7 thoughts on “Everyone’s Getting A Tattoo But I Say Don’t Do It

  1. Nice article. I definitely don’t consider myself dumb though. I don’t have a tattoo obsession. I only get them when something in my life pops up. Again, I’d love for someone to go through what I actually have to do each day as a paraplegic and what I went through during rehabilitation of never being able to walk again or have bodily functions…then tell me what’s dumb. People are individual – I don’t make personal attacks and call people dumb for doing what they love. Get on with it mate.

    1. Hey Heidi. Thanks so much for the comment. You are perfectly entitled to engage in self expression in any way you choose. And good on you for doing so. Not my personal choice but understand and respect yours. Take care.

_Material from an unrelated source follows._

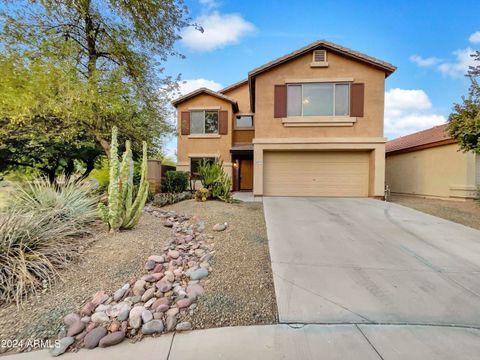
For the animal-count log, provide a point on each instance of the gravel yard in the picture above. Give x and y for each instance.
(239, 290)
(462, 212)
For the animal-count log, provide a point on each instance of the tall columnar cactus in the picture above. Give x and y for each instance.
(123, 212)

      1. Thanks for the reply Damien. I also respect yours however I just don’t expect to be called dumb, that’s all. I come from a very educated background, I think you bypassed what the series is about. Which is the person behind it, the job that I do and what I have achieved since being like this as well as the others. Cheers

  2. Heidi. It was the idea of getting a tattoo that I considered dumb. Certainly not you. I would never call anyone that. Ok. Maybe once. But again it was nothing personal. So apologies if you thought I was calling you dumb. You clearly aren’t and maybe I am for using the word. Take care and all the best.

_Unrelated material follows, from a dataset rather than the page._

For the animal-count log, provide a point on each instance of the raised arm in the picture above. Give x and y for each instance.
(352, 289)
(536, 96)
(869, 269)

  3. Wow, what a rubbish article. Never heard of u before but this explains why u will will remain unknown with terrible articles like this. Heidis comments say it all, and to see you retract like that, wow, gives the article such significance. You call someone dumb for getting a tattoo, if you dont want any fine, keep it to yourself before calling out people as dumb for doing it. If you respect their right to express themselves then thats full stop, you dont go name calling thats a contradiction. 30 years in journalism and this is where your at? You should be ashamed mate.

  4. Hi David
    Just a little note from Heidi’s mum. I too have a confession to make. I too have a prejudice. There, I said it. But I just can’t help myself. I don’t like people taking drugs and then driving a car and bulldozing my beautiful 22 year old daughter into a guard rail and leaving her a complete paraplegic. See I’m prejudiced. The statistics of people who drink, take drugs and use mobile phones whilst driving are also frightening. So frightening that Heidi has speaking engagements across the country in BStreetsmart campaigns targeted at students from Yrs 10-12, focussed on changing young driver behaviours. But let’s not focus on my prejudice. Lets focus on something far more important and relevant…..tattoos.
    Interestingly you raised fashion as a means of expression. Heidi can’t wear whatever she wants, as some clothing will cause pressure sores as it rubs on a body that can’t feel it. Her capacity to express herself through fashion like other people is severely limited.
    It would be nice for Heidi as she gets older, that she be able to “take on different personas and belong to several different tribes”, however society will always view those in wheelchairs as belonging to the “disabled tribe”. Growing a beard or getting a dog won’t allow her to walk and won’t alter society’s view of the tribe to which she “belongs”.
    I’ve only got six word/phrases to say to you David…………DUMB, IGNORANT, SOCIALLY IRRELEVANT, KEYBOARD WARRIOR, MASTER OF HIS OWN UNIVERSE, BIG FISH LITTLE POND and one more DUMB for good measure.